The perceptual error criterion we developed takes into account both rhythm and pitch information. The pitch error consists of an objective pitch error and a perceptual error. The latter incorporates algorithms for determining the localized tonal context in a piece of music [1,2,5,7]. The key-finding algorithm in [7] provides robust estimates of the tonal context during modulations and when there are deviations of very short duration from the prevailing local tonal context. The system also provides the means for determining the relative weight given to the objective and perceptual pitch errors. This is based on how ‘confident’ the key-finding algorithm is in its choice of local key. The weight given to the perceptual rhythm error is determined by a measure of the rhythm complexity [4,6].
Publications:
- I. Shmulevich, E. J. Coyle, “Establishing the Tonal Context for Musical Pattern Recognition,” Proceedings of the 1997 IEEE Workshop on Applications of Signal Processing to Audio and Acoustics, New Paltz, N.Y., 1997.
- I. Shmulevich, E. J. Coyle, “The Use of Recursive Median Filters for Establishing the Tonal Context in Music,” Proceedings of the 1997 IEEE Workshop on Nonlinear Signal and Image Processing, Mackinac Island, MI, 1997.
- E. J. Coyle, I. Shmulevich, “A System for Machine Recognition of Music Patterns,” Proceedings of the IEEE International Conference on Acoustics, Speech, and Signal Processing, Seattle, WA, 1998.
- I. Shmulevich, D. Povel, “Rhythm Complexity Measures for Music Pattern Recognition,” Proceedings of IEEE Workshop on Multimedia Signal Processing, Redondo Beach, California, December 7-9, 1998.
- O. Yli-Harja, I. Shmulevich, K. Lemström, “Graph-based Smoothing of Class Data with Applications in Musical Key Finding,” Proceedings of IEEE-EURASIP Workshop on Nonlinear Signal and Image Processing, Antalya, Turkey, June 20-23, 1999.

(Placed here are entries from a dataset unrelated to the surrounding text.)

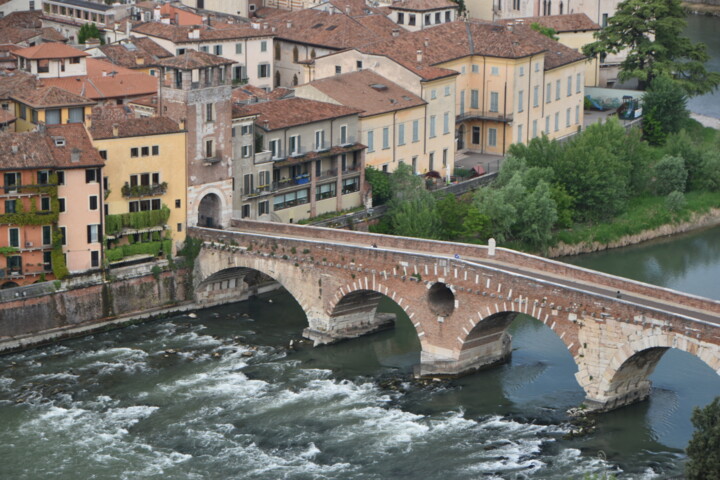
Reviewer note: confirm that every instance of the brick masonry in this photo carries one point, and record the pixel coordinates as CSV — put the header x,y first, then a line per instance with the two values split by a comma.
x,y
615,343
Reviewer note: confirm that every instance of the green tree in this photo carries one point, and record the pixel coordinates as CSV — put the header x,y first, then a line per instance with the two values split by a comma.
x,y
89,30
380,183
651,33
670,175
664,110
704,447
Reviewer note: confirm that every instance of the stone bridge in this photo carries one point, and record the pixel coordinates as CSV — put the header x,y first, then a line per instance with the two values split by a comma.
x,y
462,298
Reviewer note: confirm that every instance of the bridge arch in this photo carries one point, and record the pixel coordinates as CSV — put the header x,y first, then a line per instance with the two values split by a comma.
x,y
626,377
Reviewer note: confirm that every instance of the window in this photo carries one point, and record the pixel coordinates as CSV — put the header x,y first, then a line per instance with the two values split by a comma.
x,y
52,116
343,135
494,98
521,94
294,145
329,190
92,175
93,233
75,115
14,237
274,146
209,110
351,185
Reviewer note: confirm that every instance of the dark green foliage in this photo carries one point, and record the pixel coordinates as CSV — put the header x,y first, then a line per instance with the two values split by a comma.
x,y
664,110
89,30
704,447
670,175
380,183
651,31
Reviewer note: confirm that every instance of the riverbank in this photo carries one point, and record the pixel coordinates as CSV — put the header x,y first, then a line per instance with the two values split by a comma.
x,y
697,222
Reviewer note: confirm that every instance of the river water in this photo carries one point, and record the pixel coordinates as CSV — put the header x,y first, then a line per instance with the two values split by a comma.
x,y
182,398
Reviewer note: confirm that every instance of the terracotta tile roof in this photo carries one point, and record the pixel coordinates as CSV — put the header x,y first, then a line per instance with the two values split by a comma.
x,y
32,150
367,91
133,127
422,5
105,80
15,82
150,46
6,117
51,96
336,31
51,50
180,34
458,39
291,112
574,22
76,140
192,59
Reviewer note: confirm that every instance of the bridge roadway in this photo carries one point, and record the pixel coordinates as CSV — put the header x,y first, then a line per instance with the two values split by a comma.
x,y
626,295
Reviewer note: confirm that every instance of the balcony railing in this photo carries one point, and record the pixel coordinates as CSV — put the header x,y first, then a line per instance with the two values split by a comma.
x,y
143,190
476,114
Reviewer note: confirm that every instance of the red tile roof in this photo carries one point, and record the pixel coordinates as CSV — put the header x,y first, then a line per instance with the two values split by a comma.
x,y
291,112
367,91
51,50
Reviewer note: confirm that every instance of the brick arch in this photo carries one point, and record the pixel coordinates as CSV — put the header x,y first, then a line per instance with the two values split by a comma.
x,y
373,285
631,365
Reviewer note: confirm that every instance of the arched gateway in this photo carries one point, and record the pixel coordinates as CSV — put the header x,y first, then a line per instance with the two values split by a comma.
x,y
462,298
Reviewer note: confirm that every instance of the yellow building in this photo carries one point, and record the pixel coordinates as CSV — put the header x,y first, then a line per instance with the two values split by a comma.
x,y
144,172
393,121
49,106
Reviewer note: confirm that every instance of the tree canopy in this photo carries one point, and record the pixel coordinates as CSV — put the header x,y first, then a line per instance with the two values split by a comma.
x,y
651,33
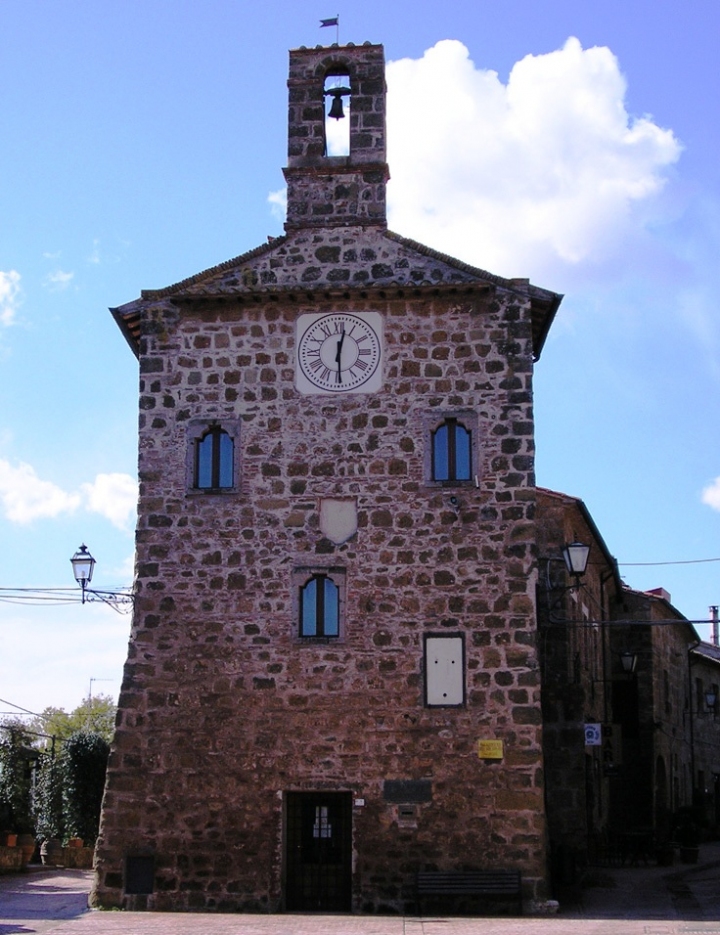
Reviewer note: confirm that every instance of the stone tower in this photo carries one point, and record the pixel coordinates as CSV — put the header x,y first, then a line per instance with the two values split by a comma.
x,y
332,676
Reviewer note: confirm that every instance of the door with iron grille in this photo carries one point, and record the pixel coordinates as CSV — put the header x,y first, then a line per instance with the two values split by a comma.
x,y
318,857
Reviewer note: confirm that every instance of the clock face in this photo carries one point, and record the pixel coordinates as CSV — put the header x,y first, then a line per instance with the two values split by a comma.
x,y
339,353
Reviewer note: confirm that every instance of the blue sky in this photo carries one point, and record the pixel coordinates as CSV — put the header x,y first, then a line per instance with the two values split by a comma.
x,y
573,143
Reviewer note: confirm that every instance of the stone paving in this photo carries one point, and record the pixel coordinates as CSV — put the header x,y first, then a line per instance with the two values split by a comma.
x,y
644,900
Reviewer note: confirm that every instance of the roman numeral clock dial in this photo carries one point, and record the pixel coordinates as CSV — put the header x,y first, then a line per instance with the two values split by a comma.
x,y
339,353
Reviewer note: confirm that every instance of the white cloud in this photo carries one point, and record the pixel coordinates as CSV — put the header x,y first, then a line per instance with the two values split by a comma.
x,y
9,296
549,167
278,204
711,495
114,496
25,497
58,280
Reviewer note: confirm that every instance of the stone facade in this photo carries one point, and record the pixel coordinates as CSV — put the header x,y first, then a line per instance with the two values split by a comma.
x,y
659,753
230,720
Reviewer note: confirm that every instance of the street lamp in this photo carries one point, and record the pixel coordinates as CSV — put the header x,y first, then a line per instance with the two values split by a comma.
x,y
83,564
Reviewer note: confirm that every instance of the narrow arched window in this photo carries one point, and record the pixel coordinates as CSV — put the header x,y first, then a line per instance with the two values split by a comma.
x,y
336,91
319,607
451,451
214,455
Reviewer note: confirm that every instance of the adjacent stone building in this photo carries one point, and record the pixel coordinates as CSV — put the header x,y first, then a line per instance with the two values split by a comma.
x,y
629,700
333,678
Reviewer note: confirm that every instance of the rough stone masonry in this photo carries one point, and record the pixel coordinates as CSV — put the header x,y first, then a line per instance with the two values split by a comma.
x,y
234,727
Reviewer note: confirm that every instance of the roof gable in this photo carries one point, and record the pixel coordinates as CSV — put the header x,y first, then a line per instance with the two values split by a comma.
x,y
340,260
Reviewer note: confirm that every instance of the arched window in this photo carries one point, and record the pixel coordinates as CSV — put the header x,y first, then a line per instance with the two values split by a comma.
x,y
319,607
214,456
451,451
336,91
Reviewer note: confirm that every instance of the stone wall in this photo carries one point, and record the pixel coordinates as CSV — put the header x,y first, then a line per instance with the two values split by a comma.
x,y
223,708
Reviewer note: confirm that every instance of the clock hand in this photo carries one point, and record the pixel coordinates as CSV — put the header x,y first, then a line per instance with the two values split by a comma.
x,y
338,356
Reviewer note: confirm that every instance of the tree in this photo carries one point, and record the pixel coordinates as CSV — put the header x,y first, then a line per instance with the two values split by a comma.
x,y
95,714
18,758
83,765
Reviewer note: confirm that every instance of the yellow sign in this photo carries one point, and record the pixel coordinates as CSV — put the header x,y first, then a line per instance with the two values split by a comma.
x,y
490,749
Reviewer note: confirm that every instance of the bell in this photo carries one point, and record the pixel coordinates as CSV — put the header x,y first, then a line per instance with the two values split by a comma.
x,y
336,110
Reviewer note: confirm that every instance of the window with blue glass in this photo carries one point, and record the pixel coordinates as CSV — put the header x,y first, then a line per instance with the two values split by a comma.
x,y
451,451
214,460
320,607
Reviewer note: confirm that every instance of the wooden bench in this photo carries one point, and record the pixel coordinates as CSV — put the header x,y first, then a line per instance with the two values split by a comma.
x,y
496,885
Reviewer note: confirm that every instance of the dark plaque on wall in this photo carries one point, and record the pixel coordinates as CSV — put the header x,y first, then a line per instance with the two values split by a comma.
x,y
407,790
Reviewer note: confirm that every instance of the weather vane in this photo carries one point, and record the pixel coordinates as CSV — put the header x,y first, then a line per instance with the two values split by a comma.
x,y
333,21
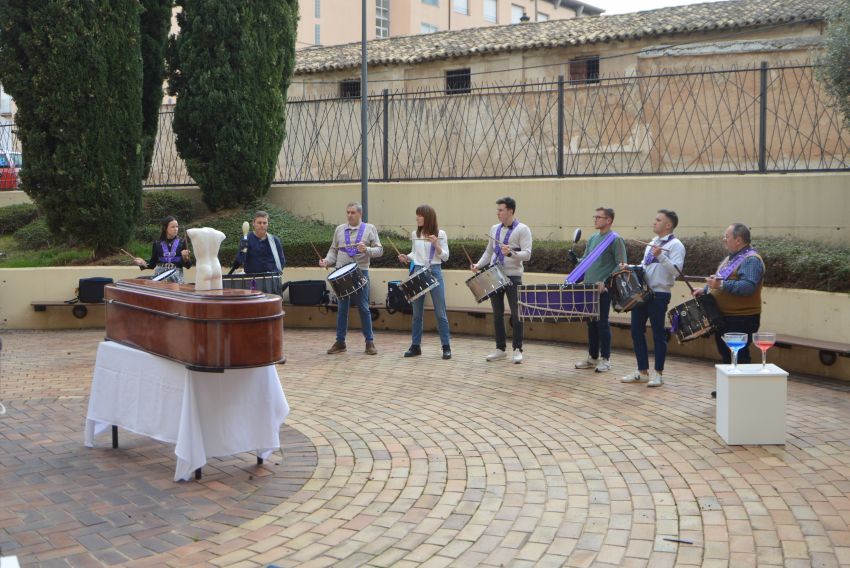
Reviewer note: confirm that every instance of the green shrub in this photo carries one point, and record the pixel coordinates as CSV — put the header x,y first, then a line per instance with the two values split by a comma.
x,y
156,205
13,217
34,236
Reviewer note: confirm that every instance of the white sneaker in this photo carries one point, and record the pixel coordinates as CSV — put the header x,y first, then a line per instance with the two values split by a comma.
x,y
635,377
588,363
496,355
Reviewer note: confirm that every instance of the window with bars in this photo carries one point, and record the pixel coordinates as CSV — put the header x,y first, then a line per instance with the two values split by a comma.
x,y
349,89
458,81
491,11
584,71
382,18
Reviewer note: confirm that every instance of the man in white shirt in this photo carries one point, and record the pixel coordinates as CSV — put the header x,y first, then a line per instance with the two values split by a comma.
x,y
661,257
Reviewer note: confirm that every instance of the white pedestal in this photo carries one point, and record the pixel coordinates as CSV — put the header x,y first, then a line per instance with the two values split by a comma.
x,y
751,404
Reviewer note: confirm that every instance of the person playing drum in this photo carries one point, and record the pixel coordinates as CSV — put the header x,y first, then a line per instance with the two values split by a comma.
x,y
737,289
604,253
354,241
509,244
430,249
660,259
169,252
260,251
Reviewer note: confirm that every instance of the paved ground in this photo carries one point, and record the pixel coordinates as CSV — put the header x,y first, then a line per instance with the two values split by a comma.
x,y
394,462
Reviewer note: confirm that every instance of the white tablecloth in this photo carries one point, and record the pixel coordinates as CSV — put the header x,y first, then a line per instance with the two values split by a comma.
x,y
204,414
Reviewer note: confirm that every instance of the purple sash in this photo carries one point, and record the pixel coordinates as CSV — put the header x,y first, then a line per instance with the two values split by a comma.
x,y
732,263
169,254
500,256
649,258
578,272
350,250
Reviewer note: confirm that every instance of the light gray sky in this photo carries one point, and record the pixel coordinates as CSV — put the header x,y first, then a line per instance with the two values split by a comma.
x,y
626,6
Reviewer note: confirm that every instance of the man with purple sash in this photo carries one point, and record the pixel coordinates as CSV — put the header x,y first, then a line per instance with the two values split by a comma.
x,y
169,253
605,251
354,241
737,289
509,245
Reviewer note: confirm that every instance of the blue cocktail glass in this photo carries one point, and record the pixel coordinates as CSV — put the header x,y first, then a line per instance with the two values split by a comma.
x,y
735,342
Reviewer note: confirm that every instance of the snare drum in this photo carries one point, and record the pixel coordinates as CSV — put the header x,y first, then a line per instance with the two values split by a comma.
x,y
695,318
346,280
488,282
558,302
418,284
628,290
266,282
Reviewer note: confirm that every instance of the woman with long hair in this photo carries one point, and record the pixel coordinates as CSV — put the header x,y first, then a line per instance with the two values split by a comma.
x,y
167,253
430,249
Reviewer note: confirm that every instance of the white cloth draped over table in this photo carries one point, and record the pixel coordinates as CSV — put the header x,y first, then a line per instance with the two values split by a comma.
x,y
204,414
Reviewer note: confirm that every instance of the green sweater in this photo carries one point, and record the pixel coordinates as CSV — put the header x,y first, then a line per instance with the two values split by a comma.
x,y
606,264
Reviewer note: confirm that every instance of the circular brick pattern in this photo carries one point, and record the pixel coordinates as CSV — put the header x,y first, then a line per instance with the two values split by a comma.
x,y
429,462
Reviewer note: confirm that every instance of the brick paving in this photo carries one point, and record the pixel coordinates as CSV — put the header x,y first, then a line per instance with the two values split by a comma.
x,y
423,462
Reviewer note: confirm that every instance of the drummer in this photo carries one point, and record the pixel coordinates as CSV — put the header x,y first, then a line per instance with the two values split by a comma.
x,y
354,241
660,259
430,249
261,252
513,248
167,253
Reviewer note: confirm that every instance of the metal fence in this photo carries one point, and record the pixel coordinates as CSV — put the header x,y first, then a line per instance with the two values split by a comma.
x,y
767,119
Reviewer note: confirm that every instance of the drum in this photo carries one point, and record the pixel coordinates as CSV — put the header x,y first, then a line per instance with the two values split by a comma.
x,y
487,282
558,302
266,282
695,318
418,284
628,290
346,280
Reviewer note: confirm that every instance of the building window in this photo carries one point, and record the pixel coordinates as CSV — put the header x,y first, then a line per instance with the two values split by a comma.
x,y
584,71
349,89
516,13
490,11
458,81
382,18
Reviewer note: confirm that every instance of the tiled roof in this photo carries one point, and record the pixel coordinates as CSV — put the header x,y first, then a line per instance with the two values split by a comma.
x,y
710,16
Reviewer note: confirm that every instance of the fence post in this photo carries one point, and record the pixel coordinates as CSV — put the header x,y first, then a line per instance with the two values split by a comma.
x,y
386,150
560,126
763,118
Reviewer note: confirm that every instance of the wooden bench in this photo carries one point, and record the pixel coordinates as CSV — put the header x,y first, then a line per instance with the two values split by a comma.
x,y
79,309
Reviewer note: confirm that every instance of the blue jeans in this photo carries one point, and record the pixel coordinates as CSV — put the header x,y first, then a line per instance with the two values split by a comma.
x,y
361,298
438,296
654,311
599,331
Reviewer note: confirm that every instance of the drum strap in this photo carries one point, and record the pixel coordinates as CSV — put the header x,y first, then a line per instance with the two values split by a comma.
x,y
578,272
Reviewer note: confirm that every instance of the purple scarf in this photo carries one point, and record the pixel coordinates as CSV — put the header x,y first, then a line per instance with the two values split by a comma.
x,y
350,250
578,272
733,262
500,256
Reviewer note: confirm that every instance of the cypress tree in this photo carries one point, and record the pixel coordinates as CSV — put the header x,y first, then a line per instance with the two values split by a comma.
x,y
230,67
75,72
154,24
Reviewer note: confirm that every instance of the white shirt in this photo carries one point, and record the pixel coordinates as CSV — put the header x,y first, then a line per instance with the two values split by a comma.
x,y
422,249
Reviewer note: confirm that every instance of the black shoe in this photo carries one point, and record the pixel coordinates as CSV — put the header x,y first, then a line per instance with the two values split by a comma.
x,y
414,351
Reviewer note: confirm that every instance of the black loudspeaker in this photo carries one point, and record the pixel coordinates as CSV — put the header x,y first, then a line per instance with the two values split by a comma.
x,y
396,302
91,289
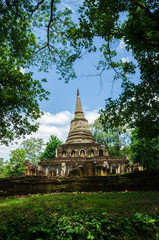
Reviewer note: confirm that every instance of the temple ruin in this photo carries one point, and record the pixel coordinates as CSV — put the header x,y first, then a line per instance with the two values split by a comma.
x,y
80,155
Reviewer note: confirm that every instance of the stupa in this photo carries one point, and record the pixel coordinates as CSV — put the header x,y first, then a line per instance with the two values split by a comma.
x,y
80,155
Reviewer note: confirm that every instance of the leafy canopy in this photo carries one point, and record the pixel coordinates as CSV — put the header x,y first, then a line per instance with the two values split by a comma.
x,y
15,165
33,148
138,104
145,151
115,140
51,146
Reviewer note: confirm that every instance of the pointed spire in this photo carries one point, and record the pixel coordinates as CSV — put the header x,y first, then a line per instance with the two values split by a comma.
x,y
78,111
79,128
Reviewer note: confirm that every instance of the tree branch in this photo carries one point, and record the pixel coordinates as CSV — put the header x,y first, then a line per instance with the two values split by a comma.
x,y
50,21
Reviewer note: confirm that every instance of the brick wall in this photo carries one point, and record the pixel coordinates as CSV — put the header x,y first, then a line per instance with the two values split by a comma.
x,y
137,181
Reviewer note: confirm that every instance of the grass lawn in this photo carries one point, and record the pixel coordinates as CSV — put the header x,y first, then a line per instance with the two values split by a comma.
x,y
127,215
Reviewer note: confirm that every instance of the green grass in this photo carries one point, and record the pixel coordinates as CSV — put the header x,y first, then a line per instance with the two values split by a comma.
x,y
128,215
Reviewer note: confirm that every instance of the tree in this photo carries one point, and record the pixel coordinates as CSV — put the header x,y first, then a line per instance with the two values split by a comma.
x,y
138,104
64,42
145,151
33,148
51,146
15,166
115,140
19,92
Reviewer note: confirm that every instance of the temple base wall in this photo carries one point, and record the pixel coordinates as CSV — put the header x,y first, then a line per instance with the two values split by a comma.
x,y
136,181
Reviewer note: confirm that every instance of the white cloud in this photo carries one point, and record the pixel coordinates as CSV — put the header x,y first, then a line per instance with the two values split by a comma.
x,y
22,70
121,46
50,124
125,59
60,118
91,116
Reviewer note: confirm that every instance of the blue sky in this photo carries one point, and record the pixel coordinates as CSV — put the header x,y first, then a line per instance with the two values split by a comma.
x,y
59,110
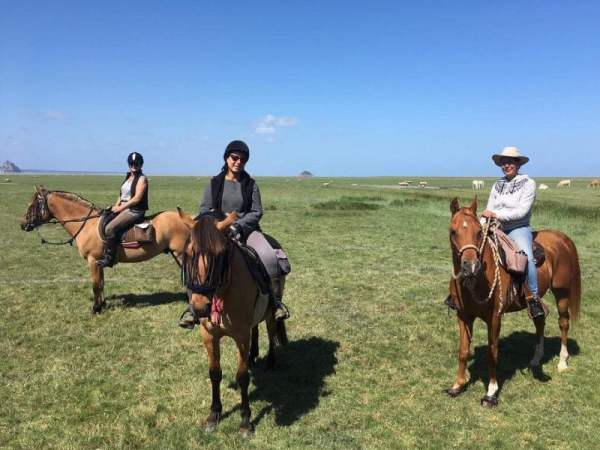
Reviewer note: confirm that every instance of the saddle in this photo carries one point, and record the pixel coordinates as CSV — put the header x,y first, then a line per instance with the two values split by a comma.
x,y
132,236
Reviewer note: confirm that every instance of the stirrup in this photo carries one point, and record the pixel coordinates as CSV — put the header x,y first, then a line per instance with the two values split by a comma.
x,y
281,312
187,320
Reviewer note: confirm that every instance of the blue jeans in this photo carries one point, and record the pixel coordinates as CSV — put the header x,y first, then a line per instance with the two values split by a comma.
x,y
524,240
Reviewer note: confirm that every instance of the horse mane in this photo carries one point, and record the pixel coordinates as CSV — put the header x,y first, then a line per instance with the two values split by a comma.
x,y
207,239
74,198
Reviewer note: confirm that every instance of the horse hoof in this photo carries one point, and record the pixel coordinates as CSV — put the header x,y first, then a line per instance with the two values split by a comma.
x,y
453,393
489,401
246,431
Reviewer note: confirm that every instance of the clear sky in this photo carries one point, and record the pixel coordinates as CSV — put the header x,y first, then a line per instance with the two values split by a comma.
x,y
338,88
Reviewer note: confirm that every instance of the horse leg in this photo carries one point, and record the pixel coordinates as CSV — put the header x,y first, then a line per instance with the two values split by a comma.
x,y
465,325
272,331
540,324
97,273
242,340
491,397
253,346
562,304
215,373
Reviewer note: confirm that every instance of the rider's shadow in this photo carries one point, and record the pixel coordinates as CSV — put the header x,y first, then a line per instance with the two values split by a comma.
x,y
147,300
298,382
515,352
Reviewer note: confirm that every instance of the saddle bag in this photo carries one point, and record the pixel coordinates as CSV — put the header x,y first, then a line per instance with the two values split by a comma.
x,y
514,260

- I. Shmulevich, O. Yli-Harja, E. J. Coyle, D. Povel, K. Lemström, “Perceptual Issues in Music Pattern Recognition – Complexity of Rhythm and Key Finding,” Computers and the Humanities, Vol. 35, pp. 23–35, 2001.
- I. Shmulevich, O. Yli-Harja, “Localized Key-Finding: Algorithms and Applications,” Music Perception, Vol. 17, No. 4, pp. 531-544, 2000.
- I. Shmulevich, “A Note on the Pitch Contour Similarity Index,” Journal of New Music Research, Vol. 33, No. 1, pp. 7-18, 2004.